Bold action is required to end homelessness and fix our housing crisis Housing and Homelessness

Bold action is required to end homelessness and fix our housing crisis

Victoria has failed to invest in public and community housing, and this failure is contributing to a host of significant problems for our state.

That’s not a political point. The blame is shared by various political parties across successive governments and several decades.

One of the most alarming indicators of crisis is the number of people on the waiting list for public and community housing. It’s currently more than 82,000.

According to an analysis from the Victorian Public Tenants Union, the waitlist will hit 100,000 by the middle of 2020—that’s enough people to fill the MCG.

And the problem will only get worse if we fail to act now.

Separate to the massive waiting list for public and community housing, there are nearly 100,000 Victorians currently living in extreme housing stress.

These people are mostly in the private rental market. But with very little money they have little, if any, power in this ‘marketplace’.

They’re in housing situations that are not sustainable, which they signed up for to get a roof over their heads. Keeping that roof might mean not using the heater in winter, or only buying food every second week. It means doing without other basics to pay the rent.

We can see signs of the current crisis in the increasing number of people who need to access homelessness services more than once.

Ideally, someone doing it tough should be able to get help and stabilise their housing circumstances relatively quickly. But in the last five years that ideal has become increasingly remote as homelessness services don’t have the resources, the funding – or the homes – to pull people back from the edge.

Watch the full video on the Parliament of Victoria Facebook page.

The people closest to this edge are our society’s most vulnerable – among them, Victorians leaving state care, such as prisons, out-of-home care and mental health facilities. The state of Victoria is officially responsible for these people; yet what responsible carer would let someone move out into precarious housing or homelessness?

There are also inextricable connections between homelessness and family violence, with lack of housing one of the main reasons that women and children stay in, or return to, unsafe homes. And a lack of single-bedroom properties means that domestic violence perpetrators often can’t be removed from the family home.

At the moment our public housing stock, as well as being inadequate across the board, does not match the needs of our ageing, growing and diverse population.

While single-bedroom properties are in high demand – partly reflecting the increasing number of single, older women facing homelessness – in other parts of Melbourne multi-bedroom properties are desperately needed to house families.
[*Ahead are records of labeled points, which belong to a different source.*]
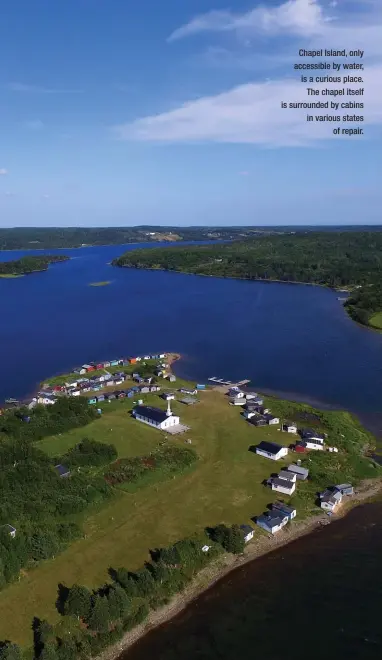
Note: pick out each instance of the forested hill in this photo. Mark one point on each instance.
(27, 238)
(338, 259)
(27, 265)
(24, 238)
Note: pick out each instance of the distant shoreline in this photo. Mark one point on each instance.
(224, 565)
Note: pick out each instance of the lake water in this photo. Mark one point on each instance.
(290, 339)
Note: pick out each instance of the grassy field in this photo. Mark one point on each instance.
(376, 321)
(224, 486)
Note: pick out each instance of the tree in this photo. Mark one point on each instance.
(10, 652)
(67, 650)
(118, 603)
(79, 602)
(99, 616)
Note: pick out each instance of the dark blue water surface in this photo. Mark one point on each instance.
(291, 339)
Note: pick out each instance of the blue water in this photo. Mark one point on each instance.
(290, 339)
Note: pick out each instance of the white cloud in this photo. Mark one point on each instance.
(252, 113)
(301, 17)
(34, 124)
(36, 89)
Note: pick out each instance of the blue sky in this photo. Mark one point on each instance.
(122, 113)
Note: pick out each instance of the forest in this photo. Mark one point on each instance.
(31, 264)
(335, 259)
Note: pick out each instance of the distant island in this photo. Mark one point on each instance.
(26, 265)
(350, 261)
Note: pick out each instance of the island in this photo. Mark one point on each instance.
(27, 265)
(127, 490)
(350, 261)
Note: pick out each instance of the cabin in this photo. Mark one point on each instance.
(156, 417)
(290, 428)
(237, 401)
(272, 522)
(247, 532)
(300, 472)
(271, 450)
(330, 499)
(284, 509)
(284, 486)
(271, 419)
(61, 470)
(167, 396)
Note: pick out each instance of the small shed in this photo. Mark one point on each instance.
(62, 471)
(247, 532)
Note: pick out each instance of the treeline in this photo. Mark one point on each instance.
(39, 504)
(168, 459)
(24, 238)
(27, 265)
(96, 619)
(41, 421)
(365, 302)
(333, 259)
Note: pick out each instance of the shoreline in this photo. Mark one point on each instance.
(225, 564)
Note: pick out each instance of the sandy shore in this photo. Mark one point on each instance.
(227, 563)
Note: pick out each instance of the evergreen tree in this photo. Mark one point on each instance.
(10, 652)
(118, 603)
(99, 616)
(79, 602)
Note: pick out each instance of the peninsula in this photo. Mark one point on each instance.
(350, 261)
(125, 449)
(27, 265)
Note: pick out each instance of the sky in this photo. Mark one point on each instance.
(127, 112)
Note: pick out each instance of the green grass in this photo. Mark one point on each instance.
(376, 321)
(225, 485)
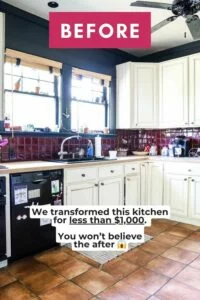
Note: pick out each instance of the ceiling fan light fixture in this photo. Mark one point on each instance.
(53, 4)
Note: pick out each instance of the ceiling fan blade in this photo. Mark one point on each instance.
(152, 4)
(163, 23)
(193, 24)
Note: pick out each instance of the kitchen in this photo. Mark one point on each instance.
(167, 267)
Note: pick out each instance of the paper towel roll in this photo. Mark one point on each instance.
(98, 146)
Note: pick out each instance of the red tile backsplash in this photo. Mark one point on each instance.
(44, 148)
We need to turn this situation around, with a Big Build of diverse housing stock.

Victoria needs at least 6,000 new public and community housing properties built each year.

The economics here shouldn’t be ignored. Not only would A Big Build help end homelessness, it would put tradies in work and stimulate the economy.

By some calculations, about 80 jobs are created for every 100 units of public housing built. So a pipeline of 6,000 new properties annually would give meaningful and ongoing work to roughly 4,800 Victorians.

There are some big scary numbers for Victoria to face up to in tackling the problem of the housing crisis.

On the bright side, this means addressing the housing crisis will have positive flow-on effects for other areas like family violence, mental health care and prison recidivism.

There’s a popular proverb that says “the best time to plant a tree was 20 years ago, the second best time is now”.

It’s true for housing, too.

The best time to fix Victoria’s housing and homelessness crisis was 50 years ago.

The second best time is right now.

This call for a bold plan to end homlessness in Victoria appears in A State Of Wellbeing, VCOSS’s formal submission to the Victorian Government ahead of the 2020 state budget.